For purpose of this code, an opportunity loan agreement is an arrangement whereby a lending institution agrees to make loans up to a specified aggregate amount to students with poor or no credit history, or to international students whom the lending institution claims would not otherwise be eligible for its loan programs, in exchange for concessions or promises by a university that may prejudice other borrowers.
III. Ban on Actions that Limit a Borrower’s Choice of Lending Institutions
The university shall not assign a first-time borrower to a particular lender, or refuse to certify, or delay certification, of any loan based on the borrower’s selection of a lending institution.
- Prohibition on Gifts and Remuneration to University Employees
The university shall inquire and ensure that no officer, trustee, director, employee, or agent of the university solicits or accepts gifts or anything of more than de minimus value on his or her own behalf or on behalf of another from or on behalf of a lending institution, except that this provision shall not be construed to prohibit any officer, trustee, director, employee, or agent of the university from conducting non-university business with any lending institution. Nothing in this provision or otherwise shall prevent the university from holding membership in any nonprofit professional association. This prohibition shall include, but not be limited to, any ban on any payment or reimbursement by a lending institution to a university employee for lodging, meals, or travel to conferences or training seminars.
For purpose of this code, “gifts” include any gratuity, favor, discount, entertainment, hospitality, loan, or other item having a monetary value of more than a de minimus amount, including services, transportation, lodging, and meals. A gift does not include standard materials, activities or programs related to a loan being provided; favorable terms, conditions or borrower benefits provided to a student employed by the university if comparable terms are provided to all students of the university; philanthropic contributions to an institution unrelated to education loans; or state education grants, scholarships or financial aid funds.
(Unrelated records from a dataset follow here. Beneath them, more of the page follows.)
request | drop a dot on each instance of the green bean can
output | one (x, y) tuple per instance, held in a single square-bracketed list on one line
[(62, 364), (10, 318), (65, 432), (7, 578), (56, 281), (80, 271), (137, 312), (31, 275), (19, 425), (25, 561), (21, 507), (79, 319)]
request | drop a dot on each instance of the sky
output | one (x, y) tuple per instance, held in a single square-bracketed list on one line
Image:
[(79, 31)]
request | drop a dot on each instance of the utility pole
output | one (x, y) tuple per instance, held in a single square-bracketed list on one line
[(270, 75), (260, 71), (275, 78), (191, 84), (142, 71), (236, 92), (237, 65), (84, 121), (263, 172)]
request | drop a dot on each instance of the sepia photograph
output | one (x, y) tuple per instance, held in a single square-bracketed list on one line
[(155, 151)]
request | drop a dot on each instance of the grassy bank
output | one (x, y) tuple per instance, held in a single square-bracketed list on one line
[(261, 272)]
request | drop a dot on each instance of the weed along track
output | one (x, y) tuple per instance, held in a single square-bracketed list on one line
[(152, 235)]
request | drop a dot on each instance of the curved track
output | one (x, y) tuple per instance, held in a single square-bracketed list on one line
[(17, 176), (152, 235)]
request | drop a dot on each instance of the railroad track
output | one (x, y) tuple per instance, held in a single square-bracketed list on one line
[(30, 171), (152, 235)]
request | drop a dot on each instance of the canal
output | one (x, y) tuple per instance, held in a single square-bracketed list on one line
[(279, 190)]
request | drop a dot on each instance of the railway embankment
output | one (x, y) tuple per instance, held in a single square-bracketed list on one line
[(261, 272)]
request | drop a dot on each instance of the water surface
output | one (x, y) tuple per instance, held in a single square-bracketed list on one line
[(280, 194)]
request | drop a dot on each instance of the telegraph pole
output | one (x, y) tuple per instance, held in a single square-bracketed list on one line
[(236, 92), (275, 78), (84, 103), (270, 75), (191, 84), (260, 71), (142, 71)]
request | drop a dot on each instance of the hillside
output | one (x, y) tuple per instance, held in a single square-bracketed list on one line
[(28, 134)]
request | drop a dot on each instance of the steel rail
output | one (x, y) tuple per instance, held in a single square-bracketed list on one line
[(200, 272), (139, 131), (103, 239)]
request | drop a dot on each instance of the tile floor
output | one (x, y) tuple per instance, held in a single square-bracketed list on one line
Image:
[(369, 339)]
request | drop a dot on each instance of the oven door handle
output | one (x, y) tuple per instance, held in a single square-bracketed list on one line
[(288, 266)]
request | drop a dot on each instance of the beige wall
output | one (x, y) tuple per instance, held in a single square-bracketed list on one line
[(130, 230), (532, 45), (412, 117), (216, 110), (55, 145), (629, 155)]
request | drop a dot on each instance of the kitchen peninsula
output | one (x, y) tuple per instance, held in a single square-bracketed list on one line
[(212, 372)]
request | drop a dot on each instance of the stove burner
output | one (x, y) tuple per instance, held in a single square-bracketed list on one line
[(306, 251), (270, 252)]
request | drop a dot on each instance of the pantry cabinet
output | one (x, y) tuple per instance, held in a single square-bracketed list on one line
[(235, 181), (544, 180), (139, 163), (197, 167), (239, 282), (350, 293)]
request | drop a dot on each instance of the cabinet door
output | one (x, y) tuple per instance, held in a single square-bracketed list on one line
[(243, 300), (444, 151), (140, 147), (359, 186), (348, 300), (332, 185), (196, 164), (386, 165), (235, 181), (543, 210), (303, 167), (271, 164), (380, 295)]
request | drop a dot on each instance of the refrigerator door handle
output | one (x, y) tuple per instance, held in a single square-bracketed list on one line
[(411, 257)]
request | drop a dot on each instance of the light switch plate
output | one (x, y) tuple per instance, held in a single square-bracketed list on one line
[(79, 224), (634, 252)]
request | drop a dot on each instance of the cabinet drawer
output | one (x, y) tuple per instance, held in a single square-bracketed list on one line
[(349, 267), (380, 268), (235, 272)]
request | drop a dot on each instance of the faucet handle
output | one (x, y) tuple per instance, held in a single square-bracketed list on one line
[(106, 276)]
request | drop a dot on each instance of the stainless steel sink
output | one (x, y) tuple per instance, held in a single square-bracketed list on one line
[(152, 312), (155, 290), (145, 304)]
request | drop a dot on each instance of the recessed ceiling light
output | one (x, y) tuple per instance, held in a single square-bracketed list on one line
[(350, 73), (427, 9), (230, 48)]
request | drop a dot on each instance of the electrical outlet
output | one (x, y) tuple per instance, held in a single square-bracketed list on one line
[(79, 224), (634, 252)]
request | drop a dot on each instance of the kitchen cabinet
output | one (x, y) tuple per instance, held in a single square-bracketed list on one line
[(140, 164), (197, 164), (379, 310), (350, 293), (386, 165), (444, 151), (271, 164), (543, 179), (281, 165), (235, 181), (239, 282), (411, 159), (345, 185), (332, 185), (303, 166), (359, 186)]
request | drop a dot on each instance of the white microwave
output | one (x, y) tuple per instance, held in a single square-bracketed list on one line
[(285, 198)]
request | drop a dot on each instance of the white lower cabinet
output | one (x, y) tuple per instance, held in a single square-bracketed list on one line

- Limitations on University Employees Participating on Lender Advisory Boards
The university prohibits any officer, trustee, director, employee, or agent of the university from receiving any remuneration for serving as a member or participant of an advisory board of a lending institution, or receiving any reimbursement of expenses for so serving, provided, however, that participation on advisory boards that are unrelated in any way to higher education loans shall not be prohibited by the code. Notwithstanding the above, neither this paragraph nor Part IV of this code of conduct shall prohibit any officer, trustee, director, employee, or agent of the university, who is uninvolved in the affairs of the university’s financial aid office, from serving on a board of directors of a publicly traded or privately held company.
- Prohibition on Consulting for Lending Institutions by Financial Aid Officers and Other Employees or Officers who have Student Lending Responsibilities
Individuals employed in a financial aid office and other employees or officers who otherwise have student lending responsibilities are prohibited from consulting or providing other contract services for a lending institution. This article does not prohibit a financial aid officer from consulting for, or serving on advisory board constituted by, the federal government consistent with the university’s Policy on Conflict of Interest and Conflict of Commitment and federal law.
VII. Prohibition on Stock Ownership in Lending Institutions by Financial Aid Officers
A person employed as a financial aid officer of the university shall not own stock or hold any another financial interest in a lending institution, other than through ownership of shares in a publicly traded mutual fund or similar investment vehicle in which the person does not exercise any discretion regarding the investment of the assets of the investment vehicle.